Esta indignación es genuina y apunta a uno de los aspectos más conflictivos y sensibles del entramado social de Israel. La “Jevrat Lomdim jaredit” es tradicionalmente hostil a la izquierda israelí (y resulta particularmente antipática para la izquierda sionista latinoamericana). Sin embargo, este reclamo legítimo de igualdad termina transformándose en una coartada cuando viene de la mano de un discurso neoliberal. Tal es el caso de Lapid, cuyo insistente reclamo de igualdad en las cargas se focaliza exclusivamente en el servicio militar de los ultraortodoxos (y en menor medida, en su integración al mercado laboral). Lapid no cuestiona el modelo socioeconómico de Netanyahu, sino que, en nombre de la “igualdad”, busca extender ese modelo al sector que aparenta permanecer al margen de los recortes, de la reducción de subsidios, de la abstención del Estado. Para eso Lapid quiere ser el SHAS de la clase media (la expresión es de él), es decir representar en el Gobierno y el Parlamento los intereses sectoriales de los que lo votaron, en reemplazo del sector jaredi. El “Shivion Banetel” es una excelente bandera para simbolizar ese objetivo. Como decía recientemente el sociólogo Lev Grinberg en una entrevista en Pagina12: “Lapid apareció con algo nuevo, que atraía a los jóvenes y las clases medias que lo votaron, porque éstas quieren mantener su situación económica, no les importa ningún otro tema”.
Dime con quién andas
Desde esta perspectiva, no es casual tampoco la alianza de intereses entre Lapid y Benet. Benet representa al grupo orgánico más poderoso de la política israelí: los colonos de Judea y Samaria. Detrás de su retórica modernista y cool se encuentra el interés de ese sector, que es el más transparente de los intereses: que nada cambie. Que los subsidios a los asentamientos no se toquen, que siga la construcción de nuevos barrios marcando más y más hechos en el terreno, y sobre todo que el diálogo de paz con los palestinos siga en el limbo de las buenas intenciones.

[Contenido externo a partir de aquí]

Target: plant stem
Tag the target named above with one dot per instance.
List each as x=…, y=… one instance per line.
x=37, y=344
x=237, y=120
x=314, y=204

Lapid, a pesar de su discurso de leve compromiso con “el retorno inmediato a las negociaciones”, puede ser un buen socio para desviar la indignación social de las causas estructurales y del pensamiento thatcherista que ambos comparten hacia uno de los grupos marginales de la sociedad israelí, un grupo cuya identidad israelí siempre está cuestionada, un grupo cuyos intereses sectoriales nunca se disfrazan de “patriotismo”: los ultraortodoxos.
Es meritorio que la izquierda sionista, desde Avoda a Meretz, se hayan mantenido al margen de esta trampa discursiva.
* Educador. Formado en Historia Judía, Sociología y Antropología en la Universidad Hebrea de Jerusalén.